If you know where to look, there are plenty of positive examples that demonstrate how tech can boost the diversity of workforces across the world. Sophisticated HR software has been developed, for example, that helps role posters remove unconscious bias from job descriptions.

The term ‘workmanship’ is a term that crops up occasionally, particularly in manual labour job descriptions. ‘Applicants must have extensive plumbing experience and be able to demonstrate a high level of quality workmanship.’ This fabricated role posting indicates an unconscious bias toward hiring men. An excellent job role analysis app should spot this and recommend a more inclusive alternative to the word ‘workmanship.’

Software as a Service (SaaS) apps can also reduce the unconscious bias at the interview selection process by stripping names, gender, ethnicity, sexual orientation, photos and disability from CVs before the job poster reads them.
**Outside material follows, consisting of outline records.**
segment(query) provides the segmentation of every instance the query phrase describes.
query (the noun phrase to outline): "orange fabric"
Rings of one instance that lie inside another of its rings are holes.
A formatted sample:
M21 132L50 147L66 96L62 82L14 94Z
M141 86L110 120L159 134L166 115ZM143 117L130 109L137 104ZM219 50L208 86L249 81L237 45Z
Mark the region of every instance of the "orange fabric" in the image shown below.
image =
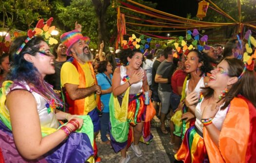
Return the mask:
M144 91L144 89L142 88L142 91L143 92L143 94L145 95L145 91ZM144 122L146 122L150 121L152 120L152 119L153 119L154 116L155 116L155 115L156 114L156 110L155 110L155 108L154 108L151 99L150 99L149 104L146 105L146 116Z
M203 138L210 163L245 163L250 134L250 115L246 102L234 98L220 131L218 147L203 128Z
M146 112L145 118L145 122L149 122L153 119L156 114L156 110L153 106L151 99L149 100L149 105L146 105Z

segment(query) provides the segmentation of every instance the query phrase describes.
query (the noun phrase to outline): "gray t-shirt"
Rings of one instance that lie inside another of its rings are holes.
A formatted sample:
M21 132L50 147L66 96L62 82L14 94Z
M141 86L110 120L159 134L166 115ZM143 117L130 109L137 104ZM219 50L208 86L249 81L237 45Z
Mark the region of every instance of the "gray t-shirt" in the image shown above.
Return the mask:
M169 62L166 60L163 61L157 68L156 74L161 75L163 78L169 79L171 73L171 66L172 62ZM163 92L171 92L171 84L169 83L159 83L158 89Z

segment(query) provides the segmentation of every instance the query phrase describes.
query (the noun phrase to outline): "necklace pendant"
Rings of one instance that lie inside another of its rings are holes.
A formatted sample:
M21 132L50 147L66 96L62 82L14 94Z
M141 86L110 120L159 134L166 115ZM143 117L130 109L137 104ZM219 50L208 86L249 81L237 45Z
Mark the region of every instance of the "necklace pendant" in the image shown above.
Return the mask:
M51 108L50 107L47 108L47 113L49 114L51 113Z

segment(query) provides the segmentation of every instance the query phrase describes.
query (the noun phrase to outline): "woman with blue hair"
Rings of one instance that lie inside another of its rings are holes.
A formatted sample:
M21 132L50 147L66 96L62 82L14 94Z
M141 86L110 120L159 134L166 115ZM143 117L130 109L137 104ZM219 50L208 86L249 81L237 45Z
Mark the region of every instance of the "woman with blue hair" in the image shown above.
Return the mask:
M11 71L0 92L0 158L6 163L92 162L91 118L58 111L63 104L43 80L55 70L43 38L18 37L10 54ZM59 120L68 122L61 126Z

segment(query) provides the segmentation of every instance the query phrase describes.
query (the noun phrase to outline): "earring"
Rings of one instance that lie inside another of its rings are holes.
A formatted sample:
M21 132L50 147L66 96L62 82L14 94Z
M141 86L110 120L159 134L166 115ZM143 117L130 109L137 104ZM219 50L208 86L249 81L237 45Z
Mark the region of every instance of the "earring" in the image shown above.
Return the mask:
M196 71L196 74L197 74L199 70L199 68L197 67L197 70Z
M223 91L221 91L220 95L219 95L219 99L220 100L222 99L225 96L226 96L226 94L228 92L228 86L225 88Z
M239 53L237 51L236 51L234 53L234 57L236 58L238 58L238 55L239 55Z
And, technology is also the backbone behind most hidden bias tests, such as Harvard’s Project Implicit, which train people to identify their own unconscious biases. Once this unconscious bias is highlighted, role posters can learn to rate candidates as individuals based on their own merits, rather than their expectations of them based on their unconscious biases. They can also concentrate on looking for examples that prove their biases are wrong, learn from these and then, hopefully, eradicate them.

How tech can boost diversity at board level

Unconscious bias is a particular problem in the executive search industry, where it is responsible for shrinking an already limited talent pool. While boards now increasingly recognise the need for greater diversity around their tables, all too often their good intentions come to nothing, because they are not choosing to look in the right places. 
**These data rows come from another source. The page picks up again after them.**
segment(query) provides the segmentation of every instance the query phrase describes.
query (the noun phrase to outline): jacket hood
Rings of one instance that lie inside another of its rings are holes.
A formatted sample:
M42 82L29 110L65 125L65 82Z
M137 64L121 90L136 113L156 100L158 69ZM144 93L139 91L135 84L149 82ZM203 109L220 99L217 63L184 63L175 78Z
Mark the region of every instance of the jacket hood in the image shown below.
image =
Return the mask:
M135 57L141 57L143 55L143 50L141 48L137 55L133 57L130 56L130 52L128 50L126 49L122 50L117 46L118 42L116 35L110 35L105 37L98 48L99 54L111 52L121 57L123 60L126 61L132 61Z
The Nurole platform was launched in the recognition that boards were not meeting their diversity and inclusion objectives because they were limiting their search to their member’s narrow networks – yes even in this day and age think golf clubs and private members clubs – and the tiny talent pool in the ‘little black books’ that headhunters traditionally rely upon to fill roles.
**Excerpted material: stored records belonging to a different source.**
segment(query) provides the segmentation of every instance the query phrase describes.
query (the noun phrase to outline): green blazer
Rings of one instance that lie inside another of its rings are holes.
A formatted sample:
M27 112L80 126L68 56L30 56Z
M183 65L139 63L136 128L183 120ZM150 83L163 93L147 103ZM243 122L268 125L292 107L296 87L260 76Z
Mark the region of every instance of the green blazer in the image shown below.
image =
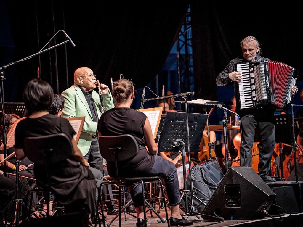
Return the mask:
M88 104L81 89L76 84L66 89L61 94L65 100L63 117L65 118L85 117L85 121L78 142L78 147L83 156L88 152L92 143L92 137L96 134L98 123L93 121ZM101 103L99 95L93 90L92 97L96 105L98 118L102 114ZM103 94L104 106L107 110L114 107L114 102L110 92Z

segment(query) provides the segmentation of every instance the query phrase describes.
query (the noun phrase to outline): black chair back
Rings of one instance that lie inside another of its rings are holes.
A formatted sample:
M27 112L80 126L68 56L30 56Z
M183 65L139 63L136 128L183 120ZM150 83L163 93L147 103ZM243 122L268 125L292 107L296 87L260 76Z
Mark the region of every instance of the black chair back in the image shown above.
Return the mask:
M25 155L34 163L45 165L64 160L72 155L72 142L63 133L27 137L24 139Z
M125 161L133 157L139 150L138 143L134 137L126 134L99 138L101 155L108 161L114 162L116 154L118 162Z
Proven to be more cost-effective, efficient and faster than traditional search processes, Nurole blends smart technology, a social network and aspects of headhunting to match brilliant people with fantastic roles.

Anyone with board-level credentials can join the digital platform and, with the focus on what you know, rather than who you know, Nurole’s digital talent pool has grown organically to over 30,000 members spread over one hundred countries, the result of allowing brilliant people to nominate other brilliant people to join the network and apply for roles.

The Nurole platform empowers individuals to find roles that they are passionate about and allows board members and headhunters access to hundreds of potential candidates.

Levelling the playing field

By naturally levelling the playing field and bypassing the cognitive bias of the intermediary in the initial outreach to prospective boardroom candidates, Nurole has increased the cognitive, gender, racial, ethnic, age and geographic make-up of boards. It is a proven example of how tech can boost diversity.

A recent study by Corporate Women Directors International (CWDI), for example, looked at the boards of directors of the world’s largest banks and financial services institutions. It founds that women account for 24% of directors serving on the boards of the largest banks and financial services companies in the world. Of the 30 board placements that Nurole has enabled over the last twelve months in financial services alone, 16 or 53% have gone to women, more than doubling the 24% industry average reported in the CWDI survey.

These numbers demonstrate that technology can work to improve diversity in the workforce from the top down. Now our biggest challenge, and one that most tech companies, both within and outside of the diversity space, face as they move from start-up to scale up, is to grow our candidate and client database to encompass all of the world’s top talent and all of the world’s boards. Once we have achieved this, it will be impossible for boards to say that they can’t find diverse talent and for candidates to say that no one comes looking for me.

Creating a diverse workforce isn’t easy, but by employing the right technology, organisations will find that this goal is much more attainable.